Mathew Joseph was elected chief for a four-year term in January 2018, but on Jan. 31 he was presented a letter by members of the Yekooche council saying there was a successful recall petition against him. A by-election has been scheduled for Feb. 24 to fill the vacant position.
"I've been illegally removed. Two councillors and the financial director have orchestrated a recall petition. There is no basis for a by-election, I am still the chief of the Yekooche," Joseph said during a press conference outside the Yekooche finance office in Prince George on Friday morning. "The (chief) electoral officer and RCMP have been informed of this process."
Under Section 15 of the Yekooche First Nation Election Code, for a recall petition to succeed it must be signed by 40 per cent of the eligible voting members in the First Nation.
"The petition that prompted my recall has just nine signatures of community members," Joseph said.
The First Nation has about 230 total members, including children, he said.
Joseph was joined by current councillor Allan Joseph, former councillor Melissa Joseph and several community members.

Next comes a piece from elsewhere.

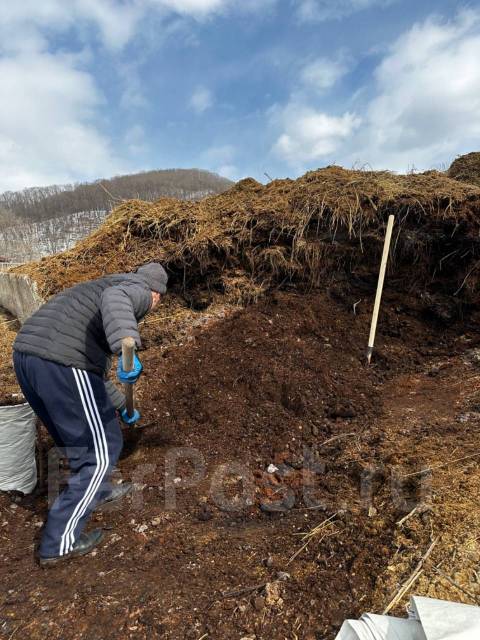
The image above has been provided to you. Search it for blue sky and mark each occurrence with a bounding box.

Melissa Joseph said she was also subject to a recall petition, but wasn't reelected in January during mid-term elections.
Mathew Joseph said he believes the recall petition started after he and the other councillors voted to have a forensic audit conducted of the First Nation's financial records, after then band manager discovered financial irregularities in the books.
A group of community members called for the band manager to be fired, but he and the other members of council supported the band manager and refused to dismiss them, he said.
However, Yekooche Councillors Partner Schielke and Miranda Joseph said it was Mathew Joseph who was engaged in financial irregularities.
"The person who filed for the petition is my niece," Schielke said. "(Mathew Joseph) been using the band Visa as a personal (credit) card. It's supposed to be used for band business... and emergencies. It's not supposed to be used to buy groceries or be buying lumber (for personal use)."
Schielke provided The Citizen with an image showing the letter presented Mathew Joseph removing him from office.
"This recall petition was verified by Yekooche First Nation Electoral Officer, Susan Barfoot, on January 29, 2020 and a by-election will be called in accordance with Section 11 of the YFN Election Code," the letter said. "In accordance with Section 15.4 of the YFN Election Code, you no longer hold a valid position on Council, and are no longer permitted to represent yourself as the Chief of Yekooche First Nation."
Barfoot told him 64 signatures would be needed to reach the 40 per cent threshold of eligible voting members, Schielke said, and the recall petition had 68 valid signatures.
The eight names on the letter presented to Joseph were simply witnesses who verified the letter had been delivered, Schielke added.
"Signing the petition is supposed to be anonymous," he said.
Joseph has asked to see the list of signatures, but the electoral officer can't provide those names to protect the petition signers from potential intimidation, Schielke said.
The remaining councillors have been trying to conduct the by-election process and council business as openly and transparently as possible, he added, and Yekooche members are welcome to attend council meetings.
"There is nothing for us to be hiding," he said.
Councillor Miranda Joseph said if Mathew Joseph questions the validity of the recall petition, he should challenge it in court.
"We have followed the process," she said. "The electoral officer checked the signatures and said we reached the 40 per cent."